Un hombre muere tras jugar tres días seguidos en un cibercafé y nadie se da cuenta
Historias para no dormir. Un hombre murió en un cibercafé en una de las ciudades más importantes de Taiwán… Tras haber estado jugando durante tres días seguidos. Y allí se quedó durante horas, sin que ninguna de las personas que jugaba a su lado advirtiera su estado. Incluso cuando llegó la policía, los clientes del cibercafé siguieron jugando sin inmutarse por la muerte de su compañero de asiento. Una historia truculenta que muestra los límites nocivos a los que puede llevar la tecnología si se utiliza de mala manera. Y lo peor de todo, es que es una historia que ya se ha repetido con otros protagonistas, pero con el mismo resultado.

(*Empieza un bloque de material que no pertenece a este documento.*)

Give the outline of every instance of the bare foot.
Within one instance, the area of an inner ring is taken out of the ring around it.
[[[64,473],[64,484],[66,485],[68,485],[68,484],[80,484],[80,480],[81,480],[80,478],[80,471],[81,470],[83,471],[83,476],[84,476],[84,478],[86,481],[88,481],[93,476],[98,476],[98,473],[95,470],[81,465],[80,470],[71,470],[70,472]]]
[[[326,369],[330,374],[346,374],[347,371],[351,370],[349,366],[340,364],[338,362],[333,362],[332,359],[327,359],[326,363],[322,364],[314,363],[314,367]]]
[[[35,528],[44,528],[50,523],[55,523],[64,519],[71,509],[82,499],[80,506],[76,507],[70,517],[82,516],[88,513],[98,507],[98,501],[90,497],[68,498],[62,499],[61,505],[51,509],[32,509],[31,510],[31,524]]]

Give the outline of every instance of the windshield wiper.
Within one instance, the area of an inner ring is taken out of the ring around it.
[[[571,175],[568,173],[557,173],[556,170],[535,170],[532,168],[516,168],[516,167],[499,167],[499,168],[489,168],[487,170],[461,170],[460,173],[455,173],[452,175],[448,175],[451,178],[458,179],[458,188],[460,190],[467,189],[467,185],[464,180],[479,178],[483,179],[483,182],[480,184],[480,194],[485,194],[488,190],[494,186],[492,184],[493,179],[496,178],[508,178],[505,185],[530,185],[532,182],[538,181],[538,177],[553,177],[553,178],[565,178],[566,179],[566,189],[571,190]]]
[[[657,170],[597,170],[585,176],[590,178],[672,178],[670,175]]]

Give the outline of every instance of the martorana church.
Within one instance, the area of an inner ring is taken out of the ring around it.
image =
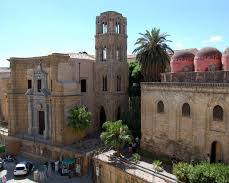
[[[83,105],[92,112],[91,134],[128,108],[127,19],[108,11],[95,23],[95,58],[84,52],[12,57],[10,70],[1,69],[0,120],[8,122],[9,151],[76,156],[81,146],[72,150],[72,144],[84,134],[67,127],[69,109]],[[229,163],[228,63],[228,49],[223,55],[215,48],[178,51],[162,82],[142,83],[141,147]]]
[[[24,153],[51,157],[58,154],[55,146],[82,138],[67,127],[72,107],[92,112],[87,133],[100,130],[106,120],[120,119],[128,108],[126,26],[127,19],[117,12],[96,17],[95,58],[83,52],[8,59],[8,141],[17,142]]]

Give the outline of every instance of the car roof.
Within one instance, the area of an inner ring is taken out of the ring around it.
[[[24,163],[18,163],[18,164],[16,165],[16,167],[25,167],[25,164],[24,164]]]

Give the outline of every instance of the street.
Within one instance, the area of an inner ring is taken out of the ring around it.
[[[24,157],[17,157],[18,162],[22,160],[28,160],[34,163],[35,165],[35,170],[41,171],[43,168],[42,163],[24,158]],[[18,182],[18,183],[33,183],[37,182],[34,181],[33,179],[33,173],[30,173],[27,176],[17,176],[15,177],[13,175],[13,171],[15,168],[15,163],[14,162],[6,162],[5,168],[0,171],[0,177],[6,175],[7,178],[7,183],[13,183],[13,182]],[[86,175],[83,177],[73,177],[73,178],[68,178],[68,176],[61,176],[59,173],[52,172],[51,175],[47,178],[44,179],[44,181],[40,182],[55,182],[55,183],[73,183],[73,182],[79,182],[79,183],[92,183],[91,176]]]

No hay duda de que la tecnología mejora nuestra vida en muchos aspectos. La llegada de nuevos inventos y propuestas hace que nuestro mundo evolucione a un ritmo muy rápido. Pero no todo es evolución, y no toda evolución es buena. Como en todo, la tecnología tiene un lado oscuro que periódicamente nos muestra los peligros de dejarse llevar por ella. Y por alguna razón, los ejemplos más duros nos suelen llegar desde los países asiáticos. Sin entrar en consideraciones culturales, el último caso nos lleva al corazón de la segunda ciudad más habitada de Taiwán, Kaohsiung.